Editing Development/Testing (section)

= Testing Conventions =

All duralex-* packages follow these conventions for test organization, naming, and execution.

== Directory structure ==

Tests mirror the <code>src/duralex/</code> structure:

<pre>
tests/
├── conftest.py                      # shared fixtures for this repo
├── data/                            # mirrors src/duralex/data/
│   ├── test_models.py
│   └── test_schema.py
├── temporal/                        # mirrors src/duralex/temporal/
│   └── test_temporal_version.py
├── store/                           # mirrors src/duralex/corpus/store/
│   ├── test_full_text_search_configuration.py
│   └── test_full_text_search_query_builder.py
├── integration/                     # tests requiring external services
│   └── test_postgres_document_store.py
└── fixtures/                        # real data files for tests
    ├── fr.legiarti000006436298.xml
    ├── fr.cetatext000046783006.xml
    └── 5fdcdddd994f0448aad44c0b.json
</pre>

No <code>__init__.py</code> in test directories.
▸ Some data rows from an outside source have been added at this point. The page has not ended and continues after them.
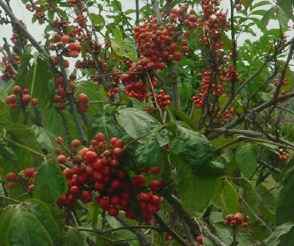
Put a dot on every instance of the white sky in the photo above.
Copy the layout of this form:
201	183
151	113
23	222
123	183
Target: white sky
37	30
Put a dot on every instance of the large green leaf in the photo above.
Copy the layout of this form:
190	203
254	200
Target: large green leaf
278	237
196	192
50	183
229	198
136	123
148	153
74	237
22	228
124	47
194	149
246	159
285	207
288	7
43	212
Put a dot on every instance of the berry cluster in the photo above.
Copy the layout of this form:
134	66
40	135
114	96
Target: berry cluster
158	45
67	43
24	177
60	90
159	42
228	115
236	219
283	155
199	240
20	96
180	14
95	173
83	103
163	99
8	67
38	10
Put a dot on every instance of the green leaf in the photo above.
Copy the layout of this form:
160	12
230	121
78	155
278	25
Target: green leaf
196	192
277	236
246	3
74	237
246	159
229	198
50	183
148	153
193	148
136	123
123	47
285	207
97	20
44	214
44	138
22	228
287	6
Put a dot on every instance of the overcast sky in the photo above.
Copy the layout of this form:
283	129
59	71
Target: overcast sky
37	30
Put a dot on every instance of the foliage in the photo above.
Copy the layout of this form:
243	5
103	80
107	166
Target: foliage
166	124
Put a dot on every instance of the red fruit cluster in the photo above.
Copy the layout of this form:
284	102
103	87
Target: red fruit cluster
25	177
180	14
230	74
83	103
159	43
60	92
236	219
95	173
163	99
67	43
213	24
8	69
228	115
22	96
206	85
38	10
283	154
199	240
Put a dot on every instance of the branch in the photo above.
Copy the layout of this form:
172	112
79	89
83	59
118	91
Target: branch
136	230
166	228
72	104
137	12
253	76
156	10
283	74
234	45
212	237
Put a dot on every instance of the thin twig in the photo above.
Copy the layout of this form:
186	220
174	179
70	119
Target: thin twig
21	27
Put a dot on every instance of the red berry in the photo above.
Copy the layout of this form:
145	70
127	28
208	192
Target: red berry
83	98
86	196
154	170
74	189
29	172
26	98
16	90
61	159
65	39
100	137
34	102
155	185
75	143
138	181
113	212
12	176
90	156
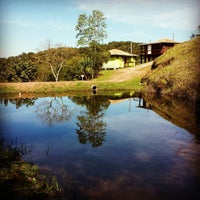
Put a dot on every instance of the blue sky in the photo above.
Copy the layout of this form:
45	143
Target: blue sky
27	24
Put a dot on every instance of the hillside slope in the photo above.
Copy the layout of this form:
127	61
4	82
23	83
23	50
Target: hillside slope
177	72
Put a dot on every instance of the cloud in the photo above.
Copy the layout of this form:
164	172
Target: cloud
16	23
163	14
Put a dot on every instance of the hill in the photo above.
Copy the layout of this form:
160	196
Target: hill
176	73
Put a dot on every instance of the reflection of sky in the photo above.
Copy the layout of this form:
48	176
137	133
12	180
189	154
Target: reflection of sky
140	146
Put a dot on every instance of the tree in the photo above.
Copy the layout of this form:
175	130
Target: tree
56	57
91	32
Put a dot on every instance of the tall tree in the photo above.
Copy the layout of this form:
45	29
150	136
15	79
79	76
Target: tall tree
91	32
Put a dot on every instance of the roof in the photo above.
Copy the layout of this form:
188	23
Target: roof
163	40
117	52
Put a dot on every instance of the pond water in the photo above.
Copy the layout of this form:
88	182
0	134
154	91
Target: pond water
109	149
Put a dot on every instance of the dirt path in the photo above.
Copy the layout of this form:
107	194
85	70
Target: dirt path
129	73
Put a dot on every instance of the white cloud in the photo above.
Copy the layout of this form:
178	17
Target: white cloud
17	23
173	14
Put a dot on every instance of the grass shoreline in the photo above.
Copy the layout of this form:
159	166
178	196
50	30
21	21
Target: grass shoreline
68	86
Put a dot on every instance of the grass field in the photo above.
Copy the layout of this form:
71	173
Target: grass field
110	80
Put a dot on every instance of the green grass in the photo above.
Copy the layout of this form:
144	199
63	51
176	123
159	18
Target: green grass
177	71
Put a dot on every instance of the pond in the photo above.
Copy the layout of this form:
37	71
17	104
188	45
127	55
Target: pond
107	148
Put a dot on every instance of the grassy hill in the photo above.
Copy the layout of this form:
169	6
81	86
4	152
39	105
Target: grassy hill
177	72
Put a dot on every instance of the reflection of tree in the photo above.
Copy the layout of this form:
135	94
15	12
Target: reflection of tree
53	111
91	127
18	102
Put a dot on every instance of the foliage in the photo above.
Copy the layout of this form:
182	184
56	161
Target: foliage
91	28
20	69
75	62
91	32
177	71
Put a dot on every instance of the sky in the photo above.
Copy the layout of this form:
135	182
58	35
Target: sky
26	25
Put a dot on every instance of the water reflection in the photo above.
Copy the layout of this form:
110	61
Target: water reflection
140	155
180	112
91	127
18	102
53	110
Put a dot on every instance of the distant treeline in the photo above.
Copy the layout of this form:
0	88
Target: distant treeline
57	64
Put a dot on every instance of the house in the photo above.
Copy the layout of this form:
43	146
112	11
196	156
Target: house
120	59
152	50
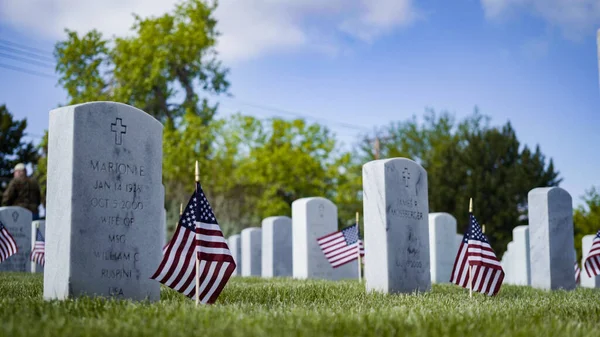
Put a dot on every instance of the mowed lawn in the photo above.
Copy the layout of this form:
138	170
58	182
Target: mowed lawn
284	307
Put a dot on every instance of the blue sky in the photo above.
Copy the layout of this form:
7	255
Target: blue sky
365	63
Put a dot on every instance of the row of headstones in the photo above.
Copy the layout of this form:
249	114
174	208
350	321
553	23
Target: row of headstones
287	247
517	265
268	251
105	201
18	223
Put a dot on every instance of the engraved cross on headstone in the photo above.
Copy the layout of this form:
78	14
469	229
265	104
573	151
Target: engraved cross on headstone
119	129
405	176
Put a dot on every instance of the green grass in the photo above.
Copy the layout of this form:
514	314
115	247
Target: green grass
283	307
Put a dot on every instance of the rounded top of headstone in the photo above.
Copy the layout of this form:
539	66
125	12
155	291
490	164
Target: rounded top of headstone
523	228
312	200
250	230
437	215
15	208
103	106
394	161
550	192
278	218
589	236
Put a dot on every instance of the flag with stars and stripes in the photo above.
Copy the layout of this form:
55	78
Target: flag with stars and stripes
476	256
361	246
37	253
592	260
340	247
8	245
197	234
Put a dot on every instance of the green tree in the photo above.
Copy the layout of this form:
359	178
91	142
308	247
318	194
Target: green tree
253	168
586	219
13	149
175	50
167	67
471	159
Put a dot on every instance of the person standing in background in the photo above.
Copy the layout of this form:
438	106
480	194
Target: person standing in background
23	191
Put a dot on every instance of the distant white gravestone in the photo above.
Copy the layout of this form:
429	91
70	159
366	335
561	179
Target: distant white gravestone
313	218
442	246
37	268
235	246
586	281
277	246
251	251
551	239
508	266
163	220
17	221
521	274
104	202
396	208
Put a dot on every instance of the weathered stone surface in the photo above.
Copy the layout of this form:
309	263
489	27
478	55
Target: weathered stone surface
396	208
17	221
104	202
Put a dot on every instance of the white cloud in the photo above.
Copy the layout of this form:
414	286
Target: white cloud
574	17
378	17
250	28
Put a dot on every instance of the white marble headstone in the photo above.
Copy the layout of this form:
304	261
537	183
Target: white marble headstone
442	246
235	247
251	251
17	221
37	268
104	202
277	247
396	208
163	220
313	218
520	259
586	281
551	239
509	267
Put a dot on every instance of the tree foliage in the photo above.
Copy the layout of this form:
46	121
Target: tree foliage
13	149
471	159
587	218
161	68
253	168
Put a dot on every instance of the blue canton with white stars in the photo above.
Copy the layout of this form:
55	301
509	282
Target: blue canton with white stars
350	234
197	210
474	232
38	236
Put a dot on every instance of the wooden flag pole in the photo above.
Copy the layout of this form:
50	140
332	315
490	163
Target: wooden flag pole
470	272
197	176
358	249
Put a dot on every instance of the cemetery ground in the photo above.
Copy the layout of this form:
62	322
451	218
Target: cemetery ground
277	307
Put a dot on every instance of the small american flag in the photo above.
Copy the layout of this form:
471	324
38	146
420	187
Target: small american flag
476	256
592	261
37	253
340	247
361	246
8	246
197	233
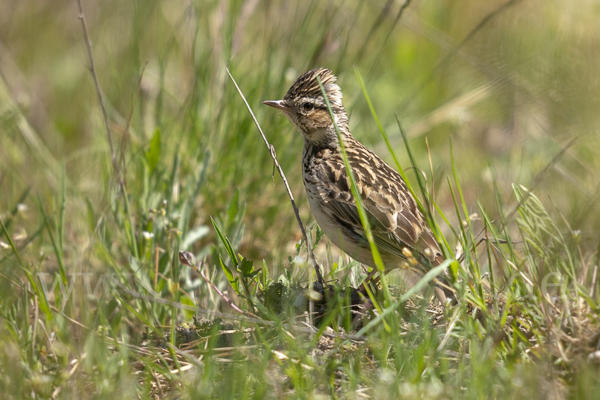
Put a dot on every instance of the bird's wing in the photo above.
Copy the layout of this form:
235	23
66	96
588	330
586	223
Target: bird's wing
395	219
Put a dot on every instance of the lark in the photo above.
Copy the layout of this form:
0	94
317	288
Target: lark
400	230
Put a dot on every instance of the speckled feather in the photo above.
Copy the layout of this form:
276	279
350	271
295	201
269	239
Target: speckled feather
396	222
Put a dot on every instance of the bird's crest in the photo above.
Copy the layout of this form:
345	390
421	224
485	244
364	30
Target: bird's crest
307	86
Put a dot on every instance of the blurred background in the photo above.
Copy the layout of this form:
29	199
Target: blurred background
508	89
507	84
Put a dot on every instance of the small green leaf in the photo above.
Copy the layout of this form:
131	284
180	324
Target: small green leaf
194	235
153	153
246	267
226	243
189	314
232	281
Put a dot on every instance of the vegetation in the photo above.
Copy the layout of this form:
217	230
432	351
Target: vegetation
498	101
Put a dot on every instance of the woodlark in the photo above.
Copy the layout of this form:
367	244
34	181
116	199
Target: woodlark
401	232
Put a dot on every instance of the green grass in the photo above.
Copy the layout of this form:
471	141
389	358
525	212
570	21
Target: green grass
95	303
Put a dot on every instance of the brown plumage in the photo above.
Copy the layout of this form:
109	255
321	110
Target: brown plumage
400	231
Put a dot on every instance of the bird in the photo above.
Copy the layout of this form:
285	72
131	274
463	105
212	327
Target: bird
400	231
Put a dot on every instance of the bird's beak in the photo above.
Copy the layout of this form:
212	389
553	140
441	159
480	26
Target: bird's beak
278	104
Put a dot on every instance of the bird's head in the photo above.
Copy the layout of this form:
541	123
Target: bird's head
305	107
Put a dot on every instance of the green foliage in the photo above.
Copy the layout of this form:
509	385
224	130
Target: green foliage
94	300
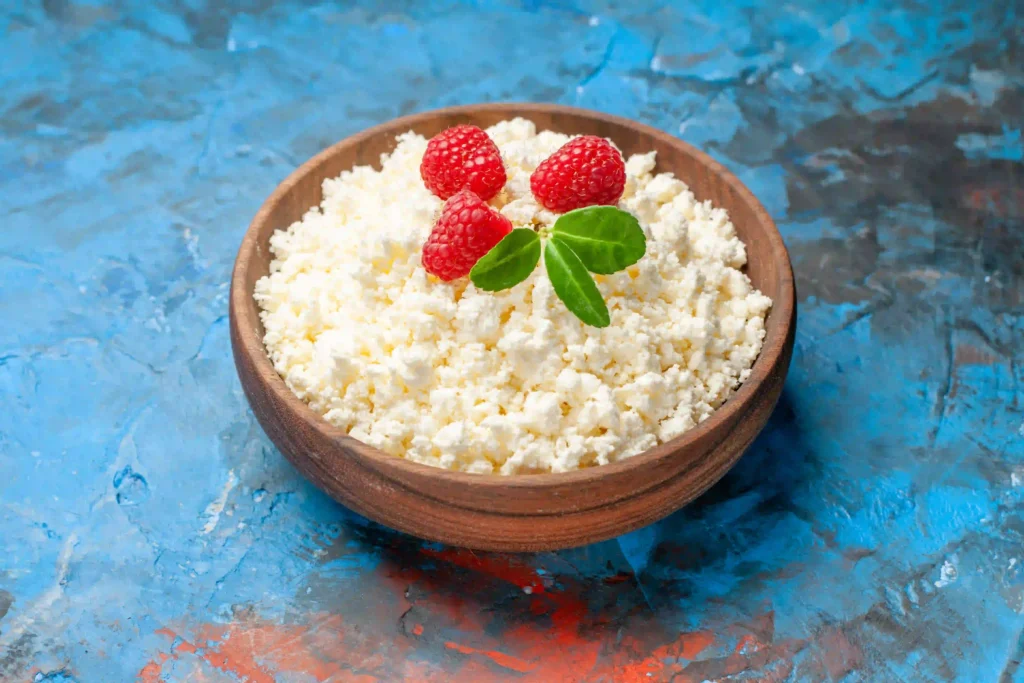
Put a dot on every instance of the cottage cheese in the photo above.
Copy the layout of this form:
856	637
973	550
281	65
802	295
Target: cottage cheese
507	382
Use <code>--import-mode=importlib</code> instead.

== Test naming ==

Pattern: <code>test_{what}_{scenario}</code>

<syntaxhighlight lang="python">
# What is being tested + specific scenario
def test_resolve_legal_reference_article_of_code():
def test_resolve_legal_reference_empty_string():
def test_resolve_legal_reference_unknown_pattern():
def test_resolve_legal_reference_pourvoi_number():

def test_parse_legislation_article_basic_fields():
def test_parse_legislation_article_missing_content():
def test_parse_legislation_article_multiple_versions():

def test_sanitize_html_content_strips_script_tags():
def test_sanitize_html_content_preserves_table_structure():
def test_sanitize_html_content_empty_input():
</syntaxhighlight>

The test name alone must tell an auditor what is being verified, without reading the body.

== Test body structure ==

Each test follows a clear three-section structure. Sections are separated by blank lines, not comments.

<syntaxhighlight lang="python">
def test_resolve_legal_reference_article_of_code():
    """'article 1240 du code civil' resolves to fr.law.code.civil.article-1240."""
    resolver = FrenchLegalReferenceResolver()
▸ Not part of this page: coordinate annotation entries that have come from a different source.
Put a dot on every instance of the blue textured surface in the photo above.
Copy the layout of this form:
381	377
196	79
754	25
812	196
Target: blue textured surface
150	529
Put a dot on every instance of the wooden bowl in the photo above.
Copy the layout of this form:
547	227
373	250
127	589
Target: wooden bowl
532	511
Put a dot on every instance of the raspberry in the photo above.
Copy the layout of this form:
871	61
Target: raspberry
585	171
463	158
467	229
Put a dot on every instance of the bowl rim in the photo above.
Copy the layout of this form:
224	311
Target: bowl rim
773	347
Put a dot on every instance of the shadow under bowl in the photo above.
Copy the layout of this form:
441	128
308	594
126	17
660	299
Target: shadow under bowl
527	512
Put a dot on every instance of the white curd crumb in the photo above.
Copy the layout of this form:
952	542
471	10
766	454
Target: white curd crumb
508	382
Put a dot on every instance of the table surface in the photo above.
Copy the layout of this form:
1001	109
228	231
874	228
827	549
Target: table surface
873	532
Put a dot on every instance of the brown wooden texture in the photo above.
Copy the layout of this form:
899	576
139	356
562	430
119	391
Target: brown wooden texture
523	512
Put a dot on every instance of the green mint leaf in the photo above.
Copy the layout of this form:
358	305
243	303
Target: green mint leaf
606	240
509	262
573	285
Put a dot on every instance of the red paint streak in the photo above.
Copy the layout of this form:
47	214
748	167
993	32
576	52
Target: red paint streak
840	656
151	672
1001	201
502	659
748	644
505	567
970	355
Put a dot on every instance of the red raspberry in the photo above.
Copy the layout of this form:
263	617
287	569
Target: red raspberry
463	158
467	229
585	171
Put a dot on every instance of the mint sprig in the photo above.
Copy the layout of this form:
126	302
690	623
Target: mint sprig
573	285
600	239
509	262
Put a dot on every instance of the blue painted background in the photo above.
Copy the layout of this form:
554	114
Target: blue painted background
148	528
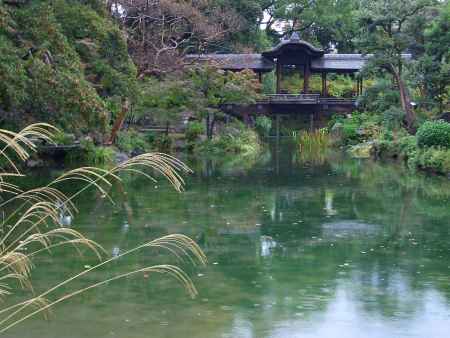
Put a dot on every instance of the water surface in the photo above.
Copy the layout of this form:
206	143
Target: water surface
325	248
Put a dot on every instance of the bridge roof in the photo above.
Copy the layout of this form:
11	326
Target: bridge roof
294	44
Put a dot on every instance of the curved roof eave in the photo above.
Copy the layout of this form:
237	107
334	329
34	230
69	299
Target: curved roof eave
296	43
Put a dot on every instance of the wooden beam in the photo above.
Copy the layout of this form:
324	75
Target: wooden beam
306	74
278	74
324	84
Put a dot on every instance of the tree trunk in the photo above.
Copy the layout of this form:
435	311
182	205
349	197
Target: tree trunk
119	122
209	125
410	115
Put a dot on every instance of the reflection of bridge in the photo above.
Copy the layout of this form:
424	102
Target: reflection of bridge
313	105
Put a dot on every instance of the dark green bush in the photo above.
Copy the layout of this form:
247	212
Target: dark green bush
130	140
193	131
434	133
263	125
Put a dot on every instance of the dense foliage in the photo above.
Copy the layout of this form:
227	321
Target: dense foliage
62	62
434	133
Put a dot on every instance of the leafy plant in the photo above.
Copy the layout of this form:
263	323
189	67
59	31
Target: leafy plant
434	133
263	125
193	131
131	140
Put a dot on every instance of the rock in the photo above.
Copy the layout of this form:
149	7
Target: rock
35	163
337	131
363	150
445	117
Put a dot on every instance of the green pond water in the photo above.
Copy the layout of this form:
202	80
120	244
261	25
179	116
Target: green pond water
330	247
    results = resolver.resolve_legal_reference("article 1240 du code civil")

    assert len(results) == 1
    assert results[0].uri == "fr.law.code.civil.article-1240"
</syntaxhighlight>

* '''Line 1:''' Setup (create objects, prepare inputs)
* '''Line 2:''' Act (call the function under test)
* '''Line 3:''' Assert (verify the result)
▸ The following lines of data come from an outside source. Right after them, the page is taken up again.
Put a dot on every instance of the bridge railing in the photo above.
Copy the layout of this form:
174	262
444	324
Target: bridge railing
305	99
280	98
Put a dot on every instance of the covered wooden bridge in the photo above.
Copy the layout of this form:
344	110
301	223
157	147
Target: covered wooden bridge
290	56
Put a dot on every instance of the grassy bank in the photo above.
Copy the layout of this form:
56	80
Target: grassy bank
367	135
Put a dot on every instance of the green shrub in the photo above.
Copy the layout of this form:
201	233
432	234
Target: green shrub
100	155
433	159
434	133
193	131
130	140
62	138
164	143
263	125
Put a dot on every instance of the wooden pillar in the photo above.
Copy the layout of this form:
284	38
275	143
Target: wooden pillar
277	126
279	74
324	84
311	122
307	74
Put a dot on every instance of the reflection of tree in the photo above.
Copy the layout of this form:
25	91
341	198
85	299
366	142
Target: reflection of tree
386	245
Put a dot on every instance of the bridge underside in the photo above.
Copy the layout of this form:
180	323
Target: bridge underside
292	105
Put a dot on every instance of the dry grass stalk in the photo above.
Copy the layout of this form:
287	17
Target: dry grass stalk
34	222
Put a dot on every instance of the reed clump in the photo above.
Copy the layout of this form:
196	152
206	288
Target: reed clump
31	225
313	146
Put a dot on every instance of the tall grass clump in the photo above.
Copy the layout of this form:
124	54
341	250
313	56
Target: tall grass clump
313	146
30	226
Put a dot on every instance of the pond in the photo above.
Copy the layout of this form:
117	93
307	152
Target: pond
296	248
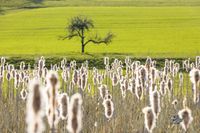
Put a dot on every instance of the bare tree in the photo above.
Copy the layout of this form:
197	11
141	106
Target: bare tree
80	26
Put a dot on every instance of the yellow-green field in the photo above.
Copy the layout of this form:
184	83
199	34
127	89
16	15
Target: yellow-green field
140	31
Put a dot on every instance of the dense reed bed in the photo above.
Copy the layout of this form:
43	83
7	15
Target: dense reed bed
125	97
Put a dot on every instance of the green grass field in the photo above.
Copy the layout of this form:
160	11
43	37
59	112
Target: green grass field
140	31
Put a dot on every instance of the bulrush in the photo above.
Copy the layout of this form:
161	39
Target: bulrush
106	61
75	114
163	88
114	79
169	87
132	85
149	119
34	110
75	77
155	102
186	116
195	79
139	91
180	80
174	103
52	103
109	108
23	94
84	80
64	104
123	89
89	88
103	90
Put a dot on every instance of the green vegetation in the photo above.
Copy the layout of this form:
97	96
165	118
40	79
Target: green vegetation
140	31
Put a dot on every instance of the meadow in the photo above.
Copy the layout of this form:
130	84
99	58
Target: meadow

One assertion per concept. Multiple <code>assert</code> statements are fine when they verify different aspects of the same result.

== Fixtures ==

=== Factory fixtures for data objects ===

When tests need multiple instances with variations, use factory fixtures:

<syntaxhighlight lang="python">
@pytest.fixture
def make_legislation_article():
    """Factory: creates LegislationArticle instances with sensible defaults."""
    def _make(
        article_id: str = "fr.legiarti000006436298",
        article_number: str = "1240",
        code_name: str = "code civil",
        is_in_force: bool = True,
        **overrides,
    ) -> LegislationArticle:
        defaults = {
            "article_id": article_id,
            "article_number": article_number,
            "code_name": code_name,
            "is_in_force": is_in_force,
            "html_content": "<p>Tout fait quelconque de l'homme...</p>",
            "plain_text_content": "Tout fait quelconque de l'homme...",
        }
        defaults.update(overrides)
        return LegislationArticle(**defaults)
    return _make
</syntaxhighlight>

=== Real data fixtures ===

Test fixtures use '''real files''' from public institutional data sources (DILA, Judilibre, EUR-Lex). Not invented mocks. This is consistent with the project's commitment to transparency and auditability.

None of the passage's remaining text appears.